The fix is one block — send a final mouth-closed broadcast before halting the loop, so the mouth's last instruction is always "close":
when flag clicked
wait (1) seconds
play sound (line1 v) until done
broadcast (mouth-closed v)
stop [other scripts in sprite v]
The order matters: broadcast first, then stop. If you stop first, the receivers don't get the message in time. This kind of "always end in a known state" thinking is the single most useful debugging habit in event-driven Scratch.
Recap 3 min
You learned the controller-and-receiver pattern for lip-sync. Two parallel scripts on a controller sprite — one playing the sound with play sound (line1 v) until done, one broadcasting mouth-open and mouth-closed every 0.15 seconds — drive a mouth sprite that simply switch costume to (open v)s and switch costume to (closed v)s on receive. The mouth doesn't know about sound. The controller doesn't know about costumes. A final closing broadcast plus stop [other scripts in sprite v] guarantees the mouth ends in a tidy closed state — no frozen-open glitches.
- Lip-sync
- Matching a character's mouth animation to spoken audio. Studio-grade lip-sync matches every syllable; cheap-and-cheerful lip-sync (today's technique) just flaps the mouth while audio is playing.
- Controller sprite
- A sprite whose job is to drive other sprites via broadcasts. The controller knows about timing and sound; the receivers know about visuals.
- Parallel scripts
- Two or more scripts that start from the same hat (e.g. two when ⚑ clicked blocks) and run at the same time. Scratch runs them concurrently, swapping between them many times per second.
- Broadcast / Receive
- Scratch's messaging system. broadcast (name v) sends a named message instantly to every sprite; when I receive (name v) hats fire in response. Used here to decouple the mouth from the sound logic.
- play sound until done
- The blocking version of the sound block. The script pauses on that block until the audio finishes — letting the script know exactly when to send the "close mouth" cleanup broadcast.
Homework 2 min
The Greeting Card Project. Build a short animated greeting using your L04-25 puppet (or a new one) — for Hari Raya, Deepavali, Chinese New Year, a birthday, or anything you like.

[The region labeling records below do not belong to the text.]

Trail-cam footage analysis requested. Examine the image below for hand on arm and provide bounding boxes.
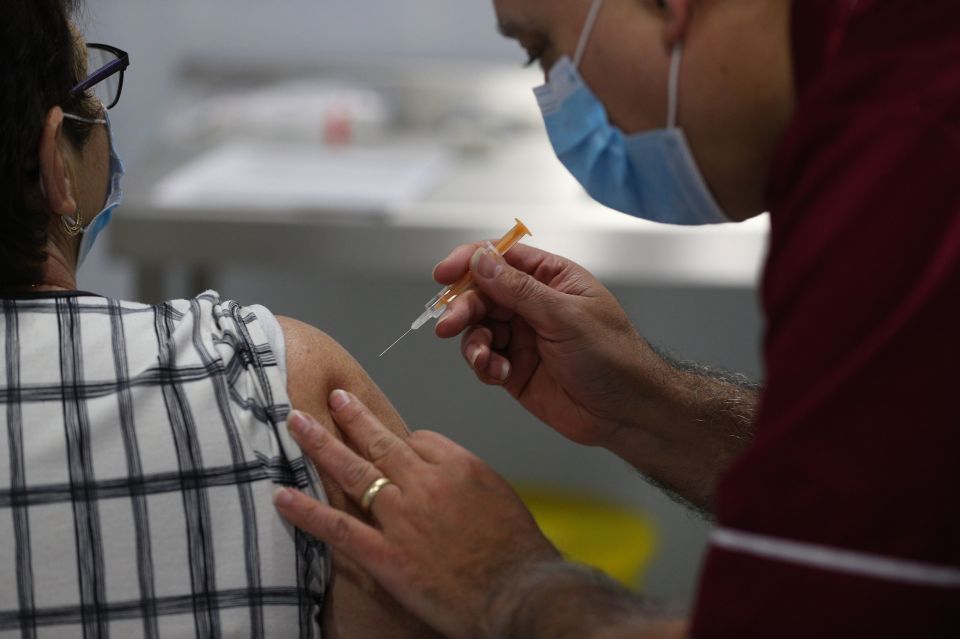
[277,391,685,639]
[277,317,437,639]
[434,244,757,511]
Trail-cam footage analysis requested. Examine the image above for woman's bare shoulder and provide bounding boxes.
[277,316,408,440]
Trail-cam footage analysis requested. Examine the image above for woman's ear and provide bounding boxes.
[37,106,77,216]
[657,0,697,50]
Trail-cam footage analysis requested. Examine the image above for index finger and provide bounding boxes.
[330,390,424,479]
[433,240,563,284]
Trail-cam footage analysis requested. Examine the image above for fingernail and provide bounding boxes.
[287,410,313,435]
[470,244,503,279]
[330,388,350,411]
[273,486,293,506]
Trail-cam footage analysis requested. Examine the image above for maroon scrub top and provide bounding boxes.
[693,0,960,639]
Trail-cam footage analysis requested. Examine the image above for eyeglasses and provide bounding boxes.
[70,42,130,109]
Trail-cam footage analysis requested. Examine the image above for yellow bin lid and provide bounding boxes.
[514,484,656,589]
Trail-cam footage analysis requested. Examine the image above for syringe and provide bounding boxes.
[380,218,533,357]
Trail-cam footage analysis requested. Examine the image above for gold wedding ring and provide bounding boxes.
[360,477,393,512]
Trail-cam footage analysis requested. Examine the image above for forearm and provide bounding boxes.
[607,355,759,513]
[484,561,686,639]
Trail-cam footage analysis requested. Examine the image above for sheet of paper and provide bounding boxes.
[151,142,452,214]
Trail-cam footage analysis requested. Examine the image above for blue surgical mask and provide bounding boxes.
[63,113,124,268]
[534,0,731,225]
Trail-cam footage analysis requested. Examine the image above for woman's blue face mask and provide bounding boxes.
[63,113,125,268]
[534,0,731,225]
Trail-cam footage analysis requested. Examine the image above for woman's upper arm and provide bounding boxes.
[277,316,409,444]
[277,316,435,639]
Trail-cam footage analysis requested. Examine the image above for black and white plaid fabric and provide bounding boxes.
[0,291,329,638]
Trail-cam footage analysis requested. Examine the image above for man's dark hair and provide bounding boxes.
[0,0,97,291]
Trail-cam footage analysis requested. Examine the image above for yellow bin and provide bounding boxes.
[514,484,656,590]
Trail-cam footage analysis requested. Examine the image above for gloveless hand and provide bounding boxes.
[434,244,672,446]
[275,391,562,639]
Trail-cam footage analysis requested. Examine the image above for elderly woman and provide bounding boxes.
[0,0,436,637]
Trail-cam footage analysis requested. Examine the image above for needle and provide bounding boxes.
[380,328,413,357]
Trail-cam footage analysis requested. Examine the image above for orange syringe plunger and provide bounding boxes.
[411,218,533,330]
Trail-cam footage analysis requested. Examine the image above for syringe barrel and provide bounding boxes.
[433,218,533,306]
[411,218,532,330]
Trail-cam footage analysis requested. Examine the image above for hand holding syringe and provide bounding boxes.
[380,218,532,357]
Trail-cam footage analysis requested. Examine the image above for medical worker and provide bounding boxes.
[276,0,960,639]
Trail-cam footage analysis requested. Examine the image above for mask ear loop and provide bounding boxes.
[573,0,603,69]
[667,42,683,129]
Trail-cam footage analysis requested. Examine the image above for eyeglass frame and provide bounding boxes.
[70,42,130,110]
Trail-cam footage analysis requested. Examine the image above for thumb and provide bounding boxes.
[470,245,563,329]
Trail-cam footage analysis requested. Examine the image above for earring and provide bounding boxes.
[60,204,83,237]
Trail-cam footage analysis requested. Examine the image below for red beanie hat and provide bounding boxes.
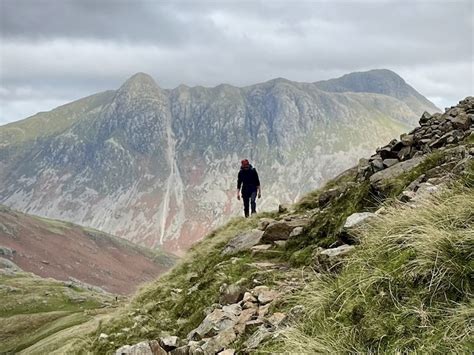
[240,159,250,167]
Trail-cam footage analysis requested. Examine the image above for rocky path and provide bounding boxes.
[116,97,474,355]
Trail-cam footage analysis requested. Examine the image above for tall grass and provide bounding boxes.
[278,186,474,354]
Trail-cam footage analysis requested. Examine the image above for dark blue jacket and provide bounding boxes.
[237,165,260,195]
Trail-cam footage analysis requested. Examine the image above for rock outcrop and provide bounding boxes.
[104,97,474,354]
[0,70,438,253]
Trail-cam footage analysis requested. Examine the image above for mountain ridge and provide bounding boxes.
[0,69,438,251]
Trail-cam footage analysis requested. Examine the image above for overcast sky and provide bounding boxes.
[0,0,474,124]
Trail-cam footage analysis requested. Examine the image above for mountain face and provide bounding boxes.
[0,70,437,252]
[0,205,176,294]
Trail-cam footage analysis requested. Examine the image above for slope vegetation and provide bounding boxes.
[0,71,437,252]
[0,264,117,354]
[0,206,176,294]
[81,97,474,354]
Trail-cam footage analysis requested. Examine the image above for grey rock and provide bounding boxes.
[201,328,237,354]
[400,134,414,146]
[397,147,412,161]
[371,158,385,172]
[251,286,279,305]
[169,345,191,355]
[319,244,355,259]
[244,326,272,351]
[383,159,398,168]
[188,306,242,339]
[258,218,275,231]
[0,257,22,272]
[419,111,432,126]
[0,246,16,258]
[159,336,179,351]
[318,188,342,208]
[342,212,375,229]
[115,341,158,355]
[222,229,264,255]
[447,113,473,131]
[370,156,424,190]
[219,284,245,305]
[290,227,304,238]
[262,219,309,242]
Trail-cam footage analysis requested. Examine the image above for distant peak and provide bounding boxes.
[120,72,158,90]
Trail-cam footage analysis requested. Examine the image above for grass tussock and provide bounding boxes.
[278,186,474,353]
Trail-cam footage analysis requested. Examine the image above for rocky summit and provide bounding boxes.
[75,97,474,355]
[0,70,436,253]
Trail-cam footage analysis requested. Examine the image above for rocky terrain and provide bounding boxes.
[0,206,176,295]
[60,97,474,354]
[0,70,441,253]
[0,255,119,354]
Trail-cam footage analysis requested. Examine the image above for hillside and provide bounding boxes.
[65,97,474,354]
[0,70,437,253]
[0,206,176,295]
[0,257,118,354]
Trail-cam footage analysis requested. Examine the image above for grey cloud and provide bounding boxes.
[0,0,474,121]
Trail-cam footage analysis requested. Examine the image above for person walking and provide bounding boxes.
[237,159,262,217]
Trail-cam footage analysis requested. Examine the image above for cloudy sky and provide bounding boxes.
[0,0,474,124]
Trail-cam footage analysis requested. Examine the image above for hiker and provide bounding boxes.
[237,159,262,217]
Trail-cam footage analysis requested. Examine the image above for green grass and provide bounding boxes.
[0,272,115,353]
[91,213,282,353]
[268,186,474,353]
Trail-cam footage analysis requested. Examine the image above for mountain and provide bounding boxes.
[22,97,474,354]
[0,257,118,354]
[0,206,176,294]
[315,69,439,112]
[0,71,437,253]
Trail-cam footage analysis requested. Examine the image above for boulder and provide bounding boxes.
[268,312,286,328]
[201,328,237,354]
[262,218,309,242]
[315,244,354,270]
[447,113,472,131]
[217,349,235,355]
[419,111,432,126]
[377,147,397,160]
[0,257,21,272]
[342,212,375,229]
[244,325,272,351]
[188,305,242,340]
[169,345,191,355]
[397,146,412,161]
[234,308,257,334]
[115,340,167,355]
[370,156,425,190]
[222,229,264,255]
[383,159,398,168]
[371,158,385,171]
[0,246,16,258]
[400,133,414,146]
[257,218,275,231]
[219,283,245,305]
[250,244,278,256]
[318,188,342,208]
[251,286,279,305]
[319,244,355,259]
[290,227,303,238]
[242,292,257,302]
[159,336,179,351]
[150,340,170,355]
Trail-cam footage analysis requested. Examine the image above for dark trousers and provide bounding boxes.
[242,191,257,217]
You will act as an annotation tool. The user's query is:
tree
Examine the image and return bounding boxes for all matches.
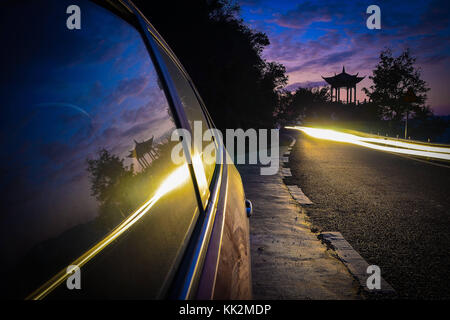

- Record two voice lines on your controller sprite: a greeting ("Selamat Hari Raya!") and a follow-up sentence.
- Set up the two controller scripts on the controller sprite — one for the sound chain, one for the flap loop. Both wait 1 second before starting.
- Set up when I receive (mouth-open v) and when I receive (mouth-closed v) hats on your mouth sprite (head sprite from L04-25).
- Make sure the controller ends with a final broadcast (mouth-closed v) + stop [other scripts in sprite v] so the mouth closes cleanly when the audio ends.
- Save as
HW-L4-26-Greeting-Card.sb3.
Bring back next class:
- The
.sb3file. - Your answer to: "What flap interval (0.10s, 0.15s, 0.20s, 0.25s) worked best for your recorded voice, and why?"
Heads up for next class: SCR-L04-27 teaches camera pans — making the world appear to scroll past a stationary character by sliding a wide backdrop-sprite across the Stage. Your auntie will get a moving pasar malam behind her.